142303_couverture_Hres_0

 "Deux jours plus tard, Avri m'appelle dès le matin et me dit qu'il a peut- être quelque chose, mais que c'est compliqué. Je lui réponds que je prends même si c'est cher. C'est juste pour une fois c'est particulier, et il me faut à peine un gramme. Je n'ai pas dit que c'était cher, s'énerve Avril, j'ai dit que c'était compliqué. Dans quarante minutes, viens au 46, rue Carlebach et je t''expliquerai."

Edgar Keret, excellent écrivain israélien,  reconnu notamment pour ses nouvelles au style kafkaïen, avait tenté avec sa compagne Shira Geffen. une première expérience cinématographique particulièrement réussie avec leur long métrage les Méduses,  Caméra d’or au festival de Cannes 2007.

Récemment  on a eu l'occasion de découvrir sa série L'agent Immobilier  avec ces mêmes inclinaisons pour un réalisme poétique qui  flirtait assez souvent   avec l’absurde.

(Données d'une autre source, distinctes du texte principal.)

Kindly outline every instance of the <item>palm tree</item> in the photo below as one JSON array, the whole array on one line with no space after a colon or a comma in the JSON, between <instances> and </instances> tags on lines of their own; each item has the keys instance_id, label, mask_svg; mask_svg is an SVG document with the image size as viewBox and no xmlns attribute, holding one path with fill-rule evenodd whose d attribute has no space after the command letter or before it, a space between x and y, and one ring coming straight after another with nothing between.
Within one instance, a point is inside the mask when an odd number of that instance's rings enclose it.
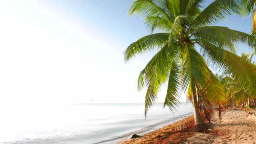
<instances>
[{"instance_id":1,"label":"palm tree","mask_svg":"<svg viewBox=\"0 0 256 144\"><path fill-rule=\"evenodd\" d=\"M256 11L254 8L256 1L254 0L240 0L240 7L243 11L243 15L249 15L253 16L253 33L256 33Z\"/></svg>"},{"instance_id":2,"label":"palm tree","mask_svg":"<svg viewBox=\"0 0 256 144\"><path fill-rule=\"evenodd\" d=\"M164 107L176 110L181 92L187 90L188 99L194 106L195 125L204 123L198 101L203 99L202 96L219 106L221 116L228 99L224 87L207 64L232 72L232 75L248 93L253 92L251 88L256 81L252 80L256 80L256 75L248 70L254 68L235 53L239 43L255 50L255 37L228 27L211 26L232 13L239 13L240 4L234 0L216 0L201 11L205 1L137 0L131 6L130 15L141 14L152 33L155 29L161 32L139 39L124 52L127 62L138 55L158 51L138 78L139 91L147 87L145 118L166 83ZM202 91L204 94L200 94Z\"/></svg>"}]
</instances>

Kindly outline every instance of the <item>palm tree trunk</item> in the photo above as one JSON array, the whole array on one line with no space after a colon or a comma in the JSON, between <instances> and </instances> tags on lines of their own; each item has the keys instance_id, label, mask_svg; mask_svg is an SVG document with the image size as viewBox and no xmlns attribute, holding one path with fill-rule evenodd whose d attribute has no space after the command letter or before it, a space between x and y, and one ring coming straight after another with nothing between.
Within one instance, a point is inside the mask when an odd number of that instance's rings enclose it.
<instances>
[{"instance_id":1,"label":"palm tree trunk","mask_svg":"<svg viewBox=\"0 0 256 144\"><path fill-rule=\"evenodd\" d=\"M194 117L195 119L195 125L204 123L198 108L197 99L196 96L193 96L193 103L194 104Z\"/></svg>"},{"instance_id":2,"label":"palm tree trunk","mask_svg":"<svg viewBox=\"0 0 256 144\"><path fill-rule=\"evenodd\" d=\"M253 106L255 106L255 102L254 101L254 100L253 99L253 98L251 98L251 101L253 103Z\"/></svg>"},{"instance_id":3,"label":"palm tree trunk","mask_svg":"<svg viewBox=\"0 0 256 144\"><path fill-rule=\"evenodd\" d=\"M248 106L251 106L251 96L249 96L249 97L248 97Z\"/></svg>"}]
</instances>

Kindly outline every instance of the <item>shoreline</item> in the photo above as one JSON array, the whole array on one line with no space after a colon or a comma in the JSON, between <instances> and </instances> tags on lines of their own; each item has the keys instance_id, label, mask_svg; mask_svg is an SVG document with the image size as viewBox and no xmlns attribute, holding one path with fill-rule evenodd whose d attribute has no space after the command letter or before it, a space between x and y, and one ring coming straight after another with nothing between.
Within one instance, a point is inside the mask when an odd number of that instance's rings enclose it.
<instances>
[{"instance_id":1,"label":"shoreline","mask_svg":"<svg viewBox=\"0 0 256 144\"><path fill-rule=\"evenodd\" d=\"M252 109L249 111L256 112ZM211 128L205 133L193 131L191 128L172 131L170 129L174 123L138 138L123 139L117 144L255 143L256 115L245 114L244 110L229 109L223 115L220 123L216 111L211 120Z\"/></svg>"},{"instance_id":2,"label":"shoreline","mask_svg":"<svg viewBox=\"0 0 256 144\"><path fill-rule=\"evenodd\" d=\"M124 139L130 139L128 138L128 137L131 134L135 133L139 134L139 135L146 134L152 131L157 131L157 130L162 128L163 128L165 127L170 125L172 125L173 123L176 123L177 122L179 122L184 119L184 118L181 118L181 117L188 117L191 116L191 115L193 115L193 113L194 112L191 112L185 115L181 115L171 119L158 123L153 125L150 125L149 126L144 128L137 131L132 131L128 133L122 135L118 137L115 138L114 139L106 140L104 141L102 141L95 143L94 144L109 144L110 142L112 144L121 144L120 143L120 142L123 141Z\"/></svg>"}]
</instances>

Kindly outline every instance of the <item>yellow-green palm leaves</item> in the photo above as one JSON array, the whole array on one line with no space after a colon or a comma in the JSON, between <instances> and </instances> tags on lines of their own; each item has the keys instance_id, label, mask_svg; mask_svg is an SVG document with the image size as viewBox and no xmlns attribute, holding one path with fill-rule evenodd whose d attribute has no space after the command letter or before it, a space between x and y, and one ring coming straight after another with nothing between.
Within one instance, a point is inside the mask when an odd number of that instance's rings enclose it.
<instances>
[{"instance_id":1,"label":"yellow-green palm leaves","mask_svg":"<svg viewBox=\"0 0 256 144\"><path fill-rule=\"evenodd\" d=\"M232 72L232 76L248 92L256 84L245 80L256 78L255 74L247 72L253 67L234 54L237 45L241 43L255 49L255 37L227 27L211 26L232 13L239 13L240 4L237 0L216 0L201 11L205 1L137 0L132 4L130 15L141 14L152 31L156 29L163 32L139 39L124 52L127 62L138 55L159 51L139 77L138 90L147 87L145 116L166 83L164 106L172 110L176 109L181 92L186 90L191 101L192 97L200 99L202 90L211 104L218 105L221 109L228 100L223 85L208 64Z\"/></svg>"}]
</instances>

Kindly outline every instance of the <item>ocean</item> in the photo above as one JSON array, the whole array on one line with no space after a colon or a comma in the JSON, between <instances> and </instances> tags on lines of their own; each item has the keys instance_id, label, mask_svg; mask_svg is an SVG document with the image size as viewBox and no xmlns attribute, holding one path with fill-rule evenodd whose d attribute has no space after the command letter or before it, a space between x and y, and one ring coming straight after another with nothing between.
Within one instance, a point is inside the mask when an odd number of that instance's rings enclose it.
<instances>
[{"instance_id":1,"label":"ocean","mask_svg":"<svg viewBox=\"0 0 256 144\"><path fill-rule=\"evenodd\" d=\"M174 114L163 104L145 119L144 104L37 104L0 109L0 144L115 144L131 133L143 134L193 113L181 103Z\"/></svg>"}]
</instances>

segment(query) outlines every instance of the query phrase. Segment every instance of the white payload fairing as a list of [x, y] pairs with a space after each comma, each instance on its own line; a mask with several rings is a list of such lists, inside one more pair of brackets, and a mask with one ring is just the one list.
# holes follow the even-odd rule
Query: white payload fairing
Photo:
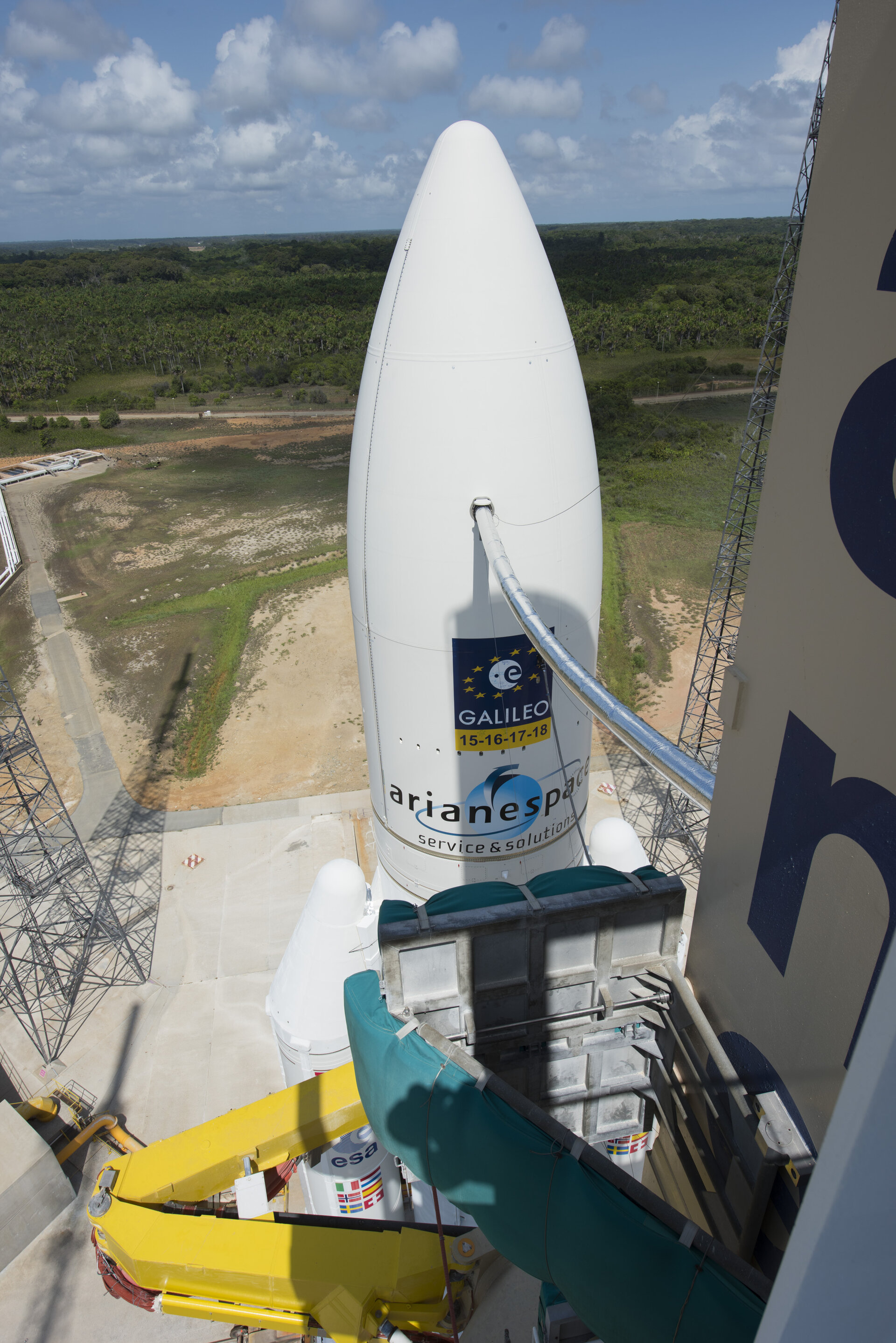
[[527, 881], [582, 860], [590, 716], [490, 576], [488, 498], [524, 588], [594, 667], [600, 496], [560, 294], [494, 136], [439, 136], [357, 400], [348, 567], [383, 894]]

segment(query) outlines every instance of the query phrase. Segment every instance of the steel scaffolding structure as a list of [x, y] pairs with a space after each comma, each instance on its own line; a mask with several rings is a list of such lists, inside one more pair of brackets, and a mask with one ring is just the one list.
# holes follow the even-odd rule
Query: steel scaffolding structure
[[146, 975], [0, 670], [0, 1003], [59, 1058], [113, 984]]
[[[780, 360], [790, 321], [790, 304], [797, 277], [797, 261], [806, 220], [806, 203], [818, 141], [818, 125], [825, 102], [830, 50], [837, 27], [840, 0], [834, 3], [827, 44], [822, 60], [815, 101], [806, 137], [794, 203], [787, 220], [778, 278], [768, 310], [766, 334], [759, 351], [759, 368], [750, 400], [747, 426], [740, 443], [737, 470], [731, 489], [728, 513], [721, 533], [716, 569], [709, 590], [707, 614], [700, 634], [688, 702], [678, 745], [715, 772], [721, 743], [719, 698], [725, 669], [735, 659], [737, 631], [747, 590], [747, 573], [756, 530], [759, 496], [766, 471], [771, 416], [780, 375]], [[700, 868], [707, 830], [707, 814], [674, 788], [665, 790], [662, 810], [654, 826], [650, 861], [664, 870], [680, 873]]]

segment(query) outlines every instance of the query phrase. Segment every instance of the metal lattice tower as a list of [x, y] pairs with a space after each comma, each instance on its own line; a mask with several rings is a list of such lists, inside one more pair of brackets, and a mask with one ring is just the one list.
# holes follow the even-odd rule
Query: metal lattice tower
[[[840, 0], [834, 3], [827, 44], [818, 77], [815, 102], [809, 122], [794, 203], [787, 220], [785, 246], [778, 267], [766, 334], [759, 351], [759, 368], [750, 400], [747, 426], [740, 442], [737, 471], [731, 489], [728, 513], [721, 533], [716, 569], [709, 590], [707, 614], [700, 633], [688, 702], [685, 705], [678, 745], [715, 772], [721, 743], [719, 697], [725, 667], [735, 659], [737, 631], [747, 591], [747, 573], [756, 530], [759, 496], [766, 471], [771, 416], [775, 408], [780, 360], [790, 321], [790, 304], [797, 277], [797, 261], [806, 220], [806, 203], [818, 142], [818, 125], [825, 102], [830, 50], [837, 27]], [[668, 788], [662, 811], [653, 834], [652, 862], [665, 862], [670, 870], [688, 872], [700, 866], [707, 830], [707, 815], [682, 794]]]
[[0, 669], [0, 1003], [42, 1057], [145, 972]]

On retrouve ce même univers dans son tout dernier recueil de nouvelles "  Incident au fond de la galaxie » qui vient de sortir aux éditions de l'Olivier.

Ce féru de Kafka n'aime rien de plus qu'inscrire ses écrits dans une veine où le réalisme s'empreint d'une teinte légèrement surréaliste.

Dans ces 22 nouvelles certaines bien axées science-fiction  et d'autres plus ancrées dans le réel, Keret défile son style inimitable, entre décalage permanent et gravité sous jacente.

Joliment traduit de l'hébreu par Rosie Pinhas-Delpuech,  ces nouvelles, qui sont parfois de profondes réflexions sur le deuil et la solitude  sont souvent sensibles et sincères et touchent au coeur! 


 Incident au fond de la galaxie » (Takala bekatze hagalaksia), d’Etgar Keret, traduit de l’hébreu par Rosie Pinhas-Delpuech, L’Olivier, 240 p., 21,50 €, numérique 16 €.